Huh, TIL. I always assumed that they meant that the errors themselves are unicorns because they rarely happen and even when they do, you usually don't see them.
If people are going to depend on github being up for their CI workflows, etc., there should be serious effort expended at the network and cache layer to be suitably reliable. It's probably fine to not be able to do developer-level actions for hours, but even a 5m outage in deploying other systems is unacceptable for most businesses.
I heavily rely on Github # tags to document my codebase. Failures like this make me wonder if there is any way to decouple my codebase from Github while preserving all the comments and issues on commits I've built up.
Good thing we've got mirrors, and don't depend on GitHub for releases. Still, we interact with our customers through GitHub and use it heavily in our workflow. Productivity is impacted if not stopped.
Github is back online! Github is back online! Github is back online! Github is back online! Github is back online! Github is back online! Github is back online! Github is back online!
(Positive in this sense has a similar meaning in behavioral psychology's terminology for operant conditioning, adding punishment.. which both come off as odd with our common use of positive as good and beneficial :/ https://en.wikipedia.org/wiki/Operant_conditioning)

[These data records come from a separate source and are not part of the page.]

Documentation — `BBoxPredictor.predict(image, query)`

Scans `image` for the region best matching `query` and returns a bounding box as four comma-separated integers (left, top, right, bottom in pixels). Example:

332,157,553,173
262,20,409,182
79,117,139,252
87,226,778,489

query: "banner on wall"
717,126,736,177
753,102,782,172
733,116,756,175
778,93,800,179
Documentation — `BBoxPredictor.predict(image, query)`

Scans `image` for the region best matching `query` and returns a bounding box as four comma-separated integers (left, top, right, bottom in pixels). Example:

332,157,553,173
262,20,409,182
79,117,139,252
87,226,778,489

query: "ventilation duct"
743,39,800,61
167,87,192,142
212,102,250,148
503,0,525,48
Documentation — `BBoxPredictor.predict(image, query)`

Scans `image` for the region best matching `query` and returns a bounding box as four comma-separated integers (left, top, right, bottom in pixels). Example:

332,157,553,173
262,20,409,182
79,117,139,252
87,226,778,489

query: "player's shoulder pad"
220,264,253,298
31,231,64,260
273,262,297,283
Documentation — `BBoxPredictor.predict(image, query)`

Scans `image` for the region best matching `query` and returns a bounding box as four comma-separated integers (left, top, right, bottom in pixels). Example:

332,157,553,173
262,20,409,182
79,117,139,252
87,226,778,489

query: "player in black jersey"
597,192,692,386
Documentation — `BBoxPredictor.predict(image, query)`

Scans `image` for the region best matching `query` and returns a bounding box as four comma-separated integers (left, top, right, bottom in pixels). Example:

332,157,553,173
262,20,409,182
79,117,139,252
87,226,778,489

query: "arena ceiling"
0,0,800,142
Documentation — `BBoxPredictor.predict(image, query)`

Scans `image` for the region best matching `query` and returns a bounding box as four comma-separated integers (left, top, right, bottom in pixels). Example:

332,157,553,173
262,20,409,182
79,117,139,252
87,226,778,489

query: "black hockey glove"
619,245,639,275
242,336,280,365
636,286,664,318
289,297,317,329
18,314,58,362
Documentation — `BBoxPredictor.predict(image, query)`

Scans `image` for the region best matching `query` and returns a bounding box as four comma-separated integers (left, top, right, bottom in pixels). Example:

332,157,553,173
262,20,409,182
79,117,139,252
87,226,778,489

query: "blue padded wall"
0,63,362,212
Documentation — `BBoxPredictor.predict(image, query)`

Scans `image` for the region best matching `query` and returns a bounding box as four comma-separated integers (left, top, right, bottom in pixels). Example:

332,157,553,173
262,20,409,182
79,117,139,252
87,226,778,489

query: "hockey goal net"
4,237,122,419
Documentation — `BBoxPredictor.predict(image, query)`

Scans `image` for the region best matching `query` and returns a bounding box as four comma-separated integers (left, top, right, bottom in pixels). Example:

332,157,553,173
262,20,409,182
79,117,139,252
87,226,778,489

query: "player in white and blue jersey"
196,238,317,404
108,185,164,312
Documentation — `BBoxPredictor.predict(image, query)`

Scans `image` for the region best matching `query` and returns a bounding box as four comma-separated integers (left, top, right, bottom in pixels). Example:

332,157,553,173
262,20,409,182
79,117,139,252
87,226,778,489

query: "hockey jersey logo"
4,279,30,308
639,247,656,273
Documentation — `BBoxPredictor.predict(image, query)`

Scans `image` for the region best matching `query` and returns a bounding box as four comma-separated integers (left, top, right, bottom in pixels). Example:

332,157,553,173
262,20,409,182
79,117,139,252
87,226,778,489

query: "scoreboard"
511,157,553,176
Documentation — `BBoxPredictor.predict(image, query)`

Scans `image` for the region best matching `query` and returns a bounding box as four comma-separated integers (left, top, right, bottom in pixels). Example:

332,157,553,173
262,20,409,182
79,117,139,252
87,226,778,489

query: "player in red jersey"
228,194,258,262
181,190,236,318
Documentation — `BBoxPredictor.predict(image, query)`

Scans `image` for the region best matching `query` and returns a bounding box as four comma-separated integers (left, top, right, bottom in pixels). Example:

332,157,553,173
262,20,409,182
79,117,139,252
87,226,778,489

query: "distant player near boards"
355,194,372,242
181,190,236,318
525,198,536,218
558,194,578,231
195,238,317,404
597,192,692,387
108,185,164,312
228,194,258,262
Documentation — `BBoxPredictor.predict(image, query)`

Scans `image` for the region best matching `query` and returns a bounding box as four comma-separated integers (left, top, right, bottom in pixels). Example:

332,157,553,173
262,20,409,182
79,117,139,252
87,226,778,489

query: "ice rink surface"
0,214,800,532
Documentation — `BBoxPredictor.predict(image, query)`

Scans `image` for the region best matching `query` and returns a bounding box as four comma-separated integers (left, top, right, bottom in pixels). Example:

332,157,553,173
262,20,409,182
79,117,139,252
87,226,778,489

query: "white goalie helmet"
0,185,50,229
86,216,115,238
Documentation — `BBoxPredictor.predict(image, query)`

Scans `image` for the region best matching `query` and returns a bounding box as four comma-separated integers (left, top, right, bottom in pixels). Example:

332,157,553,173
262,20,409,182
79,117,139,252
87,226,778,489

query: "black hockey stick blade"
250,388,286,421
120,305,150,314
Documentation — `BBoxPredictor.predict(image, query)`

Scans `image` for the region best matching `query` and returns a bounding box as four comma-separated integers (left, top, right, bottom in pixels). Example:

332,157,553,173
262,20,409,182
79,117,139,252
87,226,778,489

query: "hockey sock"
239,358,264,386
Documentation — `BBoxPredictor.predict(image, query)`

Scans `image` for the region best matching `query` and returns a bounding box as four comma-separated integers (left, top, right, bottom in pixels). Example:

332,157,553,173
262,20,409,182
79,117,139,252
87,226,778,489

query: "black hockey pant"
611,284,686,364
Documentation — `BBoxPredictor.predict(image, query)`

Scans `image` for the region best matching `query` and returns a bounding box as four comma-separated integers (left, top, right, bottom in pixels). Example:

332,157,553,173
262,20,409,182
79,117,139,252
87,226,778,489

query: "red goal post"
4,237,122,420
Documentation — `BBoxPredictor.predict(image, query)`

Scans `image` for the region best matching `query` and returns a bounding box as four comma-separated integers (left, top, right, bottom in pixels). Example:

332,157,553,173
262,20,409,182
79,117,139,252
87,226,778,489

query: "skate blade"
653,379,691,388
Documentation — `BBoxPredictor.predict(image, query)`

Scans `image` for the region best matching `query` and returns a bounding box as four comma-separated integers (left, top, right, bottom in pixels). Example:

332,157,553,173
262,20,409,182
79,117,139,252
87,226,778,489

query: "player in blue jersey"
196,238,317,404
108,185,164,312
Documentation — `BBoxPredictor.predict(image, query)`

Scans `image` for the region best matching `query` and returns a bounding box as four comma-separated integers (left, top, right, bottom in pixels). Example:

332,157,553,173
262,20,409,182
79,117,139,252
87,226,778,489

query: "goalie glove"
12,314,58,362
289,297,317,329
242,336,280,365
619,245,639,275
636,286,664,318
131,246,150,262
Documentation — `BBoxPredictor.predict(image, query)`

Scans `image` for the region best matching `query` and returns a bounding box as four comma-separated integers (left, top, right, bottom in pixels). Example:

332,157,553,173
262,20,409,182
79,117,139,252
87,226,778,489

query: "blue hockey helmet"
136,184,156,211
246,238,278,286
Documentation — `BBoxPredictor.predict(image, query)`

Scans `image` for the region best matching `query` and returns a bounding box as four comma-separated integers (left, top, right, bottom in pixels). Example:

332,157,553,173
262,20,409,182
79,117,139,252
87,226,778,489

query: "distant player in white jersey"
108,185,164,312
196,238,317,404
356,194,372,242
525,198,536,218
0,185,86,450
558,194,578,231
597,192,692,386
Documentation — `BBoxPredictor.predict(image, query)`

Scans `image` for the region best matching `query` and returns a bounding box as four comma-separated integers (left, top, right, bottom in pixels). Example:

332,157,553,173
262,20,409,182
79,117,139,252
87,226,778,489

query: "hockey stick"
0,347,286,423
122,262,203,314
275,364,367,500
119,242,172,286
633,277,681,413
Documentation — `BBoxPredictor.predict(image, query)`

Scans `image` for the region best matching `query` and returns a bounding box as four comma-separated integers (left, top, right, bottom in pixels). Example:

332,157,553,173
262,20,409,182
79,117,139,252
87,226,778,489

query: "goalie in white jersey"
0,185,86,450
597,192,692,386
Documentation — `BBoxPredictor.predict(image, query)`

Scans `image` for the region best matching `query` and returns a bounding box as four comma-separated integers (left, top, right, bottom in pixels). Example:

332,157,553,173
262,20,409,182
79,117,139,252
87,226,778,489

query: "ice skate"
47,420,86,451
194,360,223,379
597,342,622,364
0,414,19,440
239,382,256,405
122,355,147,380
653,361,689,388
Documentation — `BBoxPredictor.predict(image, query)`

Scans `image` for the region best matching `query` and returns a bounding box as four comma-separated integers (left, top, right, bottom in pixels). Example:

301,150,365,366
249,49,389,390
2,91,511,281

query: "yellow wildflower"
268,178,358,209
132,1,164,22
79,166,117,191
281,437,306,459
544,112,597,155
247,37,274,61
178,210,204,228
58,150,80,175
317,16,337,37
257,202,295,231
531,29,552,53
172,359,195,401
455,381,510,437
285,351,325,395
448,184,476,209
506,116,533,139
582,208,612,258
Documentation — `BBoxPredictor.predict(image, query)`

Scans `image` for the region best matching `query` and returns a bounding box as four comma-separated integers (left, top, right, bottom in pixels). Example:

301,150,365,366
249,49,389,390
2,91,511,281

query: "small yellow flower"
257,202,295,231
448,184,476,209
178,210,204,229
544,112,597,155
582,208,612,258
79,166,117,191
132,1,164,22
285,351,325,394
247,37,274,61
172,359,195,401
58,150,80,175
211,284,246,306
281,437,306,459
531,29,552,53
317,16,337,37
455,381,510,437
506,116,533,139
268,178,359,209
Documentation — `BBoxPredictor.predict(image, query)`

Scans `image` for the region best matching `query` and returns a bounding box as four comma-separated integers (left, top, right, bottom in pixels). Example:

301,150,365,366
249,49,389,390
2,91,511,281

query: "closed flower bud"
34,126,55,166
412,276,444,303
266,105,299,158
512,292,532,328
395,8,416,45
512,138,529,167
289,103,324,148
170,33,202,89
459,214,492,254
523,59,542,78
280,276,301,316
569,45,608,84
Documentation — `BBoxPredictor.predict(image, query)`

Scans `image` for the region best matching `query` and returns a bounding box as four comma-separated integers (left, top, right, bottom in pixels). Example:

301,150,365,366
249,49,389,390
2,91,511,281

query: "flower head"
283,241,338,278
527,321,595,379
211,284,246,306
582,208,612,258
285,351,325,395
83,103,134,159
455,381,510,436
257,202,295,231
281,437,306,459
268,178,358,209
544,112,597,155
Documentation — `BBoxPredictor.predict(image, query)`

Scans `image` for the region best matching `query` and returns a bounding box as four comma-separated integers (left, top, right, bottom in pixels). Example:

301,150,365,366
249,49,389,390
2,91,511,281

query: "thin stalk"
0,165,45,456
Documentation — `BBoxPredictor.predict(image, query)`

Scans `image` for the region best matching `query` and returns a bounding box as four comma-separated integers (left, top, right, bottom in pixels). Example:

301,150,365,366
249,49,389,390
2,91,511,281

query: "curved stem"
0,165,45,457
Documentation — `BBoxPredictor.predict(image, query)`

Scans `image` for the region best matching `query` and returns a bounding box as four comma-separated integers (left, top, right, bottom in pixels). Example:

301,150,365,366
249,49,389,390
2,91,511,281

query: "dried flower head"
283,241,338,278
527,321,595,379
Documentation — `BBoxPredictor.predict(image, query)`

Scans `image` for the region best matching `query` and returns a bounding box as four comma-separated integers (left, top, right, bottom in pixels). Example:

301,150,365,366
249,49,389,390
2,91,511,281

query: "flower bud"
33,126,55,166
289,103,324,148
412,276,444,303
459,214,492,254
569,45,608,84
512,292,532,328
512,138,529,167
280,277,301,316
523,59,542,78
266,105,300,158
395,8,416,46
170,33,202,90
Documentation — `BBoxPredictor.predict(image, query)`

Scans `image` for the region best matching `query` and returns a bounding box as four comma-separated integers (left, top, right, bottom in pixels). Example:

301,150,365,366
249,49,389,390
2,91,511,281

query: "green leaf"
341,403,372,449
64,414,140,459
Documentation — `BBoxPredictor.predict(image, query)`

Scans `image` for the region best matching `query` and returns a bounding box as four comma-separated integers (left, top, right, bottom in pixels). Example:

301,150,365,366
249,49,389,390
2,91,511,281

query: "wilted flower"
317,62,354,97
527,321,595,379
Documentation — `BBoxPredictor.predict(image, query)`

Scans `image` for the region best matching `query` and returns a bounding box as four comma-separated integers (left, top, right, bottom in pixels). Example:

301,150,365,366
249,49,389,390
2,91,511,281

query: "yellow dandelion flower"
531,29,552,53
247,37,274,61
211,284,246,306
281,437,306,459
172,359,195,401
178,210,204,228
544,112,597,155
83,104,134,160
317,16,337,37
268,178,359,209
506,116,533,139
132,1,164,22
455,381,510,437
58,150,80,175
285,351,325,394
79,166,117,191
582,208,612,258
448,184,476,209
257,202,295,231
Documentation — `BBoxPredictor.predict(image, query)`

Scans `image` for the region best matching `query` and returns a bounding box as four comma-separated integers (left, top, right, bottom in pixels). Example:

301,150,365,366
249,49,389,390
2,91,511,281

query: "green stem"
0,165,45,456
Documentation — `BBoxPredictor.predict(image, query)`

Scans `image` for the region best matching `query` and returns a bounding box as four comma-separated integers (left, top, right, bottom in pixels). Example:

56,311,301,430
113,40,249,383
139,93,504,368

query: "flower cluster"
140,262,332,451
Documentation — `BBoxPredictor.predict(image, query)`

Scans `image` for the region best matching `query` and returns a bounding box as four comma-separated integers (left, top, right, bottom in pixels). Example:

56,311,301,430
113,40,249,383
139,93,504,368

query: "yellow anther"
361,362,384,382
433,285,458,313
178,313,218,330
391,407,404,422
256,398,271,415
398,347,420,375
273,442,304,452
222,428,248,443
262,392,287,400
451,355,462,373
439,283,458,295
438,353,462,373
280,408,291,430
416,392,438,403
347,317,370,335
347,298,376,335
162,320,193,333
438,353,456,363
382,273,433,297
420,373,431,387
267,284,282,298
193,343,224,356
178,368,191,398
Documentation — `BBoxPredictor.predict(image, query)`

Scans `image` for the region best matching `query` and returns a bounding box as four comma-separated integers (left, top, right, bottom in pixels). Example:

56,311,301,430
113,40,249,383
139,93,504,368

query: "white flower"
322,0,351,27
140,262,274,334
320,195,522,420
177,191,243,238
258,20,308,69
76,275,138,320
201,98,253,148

...Carrying on with your analysis, since uninterrupted positive feedback loops result in explosion, I guess that would mean either (for this outage) github's fallback status page would go down or the parts of the network carrying that traffic, which could not handle their increased load, would go down.
Probably better we would rework these control mechanisms and reroute \ rewire \ entirely change these processes.
The best approach to this was shown recently by Slack, where they had a huge team of people on social media while their engineers figured out the outage.
Too bad I'm not teaching someone to use git and/or github right now. Perfect opportunity for a practical joke. "Oh, great, look... you broke GitHub with that last command."
Grammar police are on the job- everyone can calm down... Unless the grammar police are the REASON for the outage. Mother should I trust the government?
Self-hosted isn't 100% reliable either. Nobody is that good. I've done serious high availability (financial system that would land on the front page of the New York Times the way Github lands on HN), and it wasn't 100%. And the overhead of high availability is incredible.
No way would I do self-hosted version control. I have better things to do than babysit servers for commodity services.
"Fool me once, shame on you. Fool me twice, shame on me."
I can learn from my mistakes and improve progressively.
If I rely on another instead, I cannot, and I cannot (necessarily and confidently) see to it that they learn from their mistakes and improve.
By relying on another (at least an unreliable \ uncommunicative \ uncooperative one), I cannot improve my chances of them not making those same mistakes again, taking me down with them.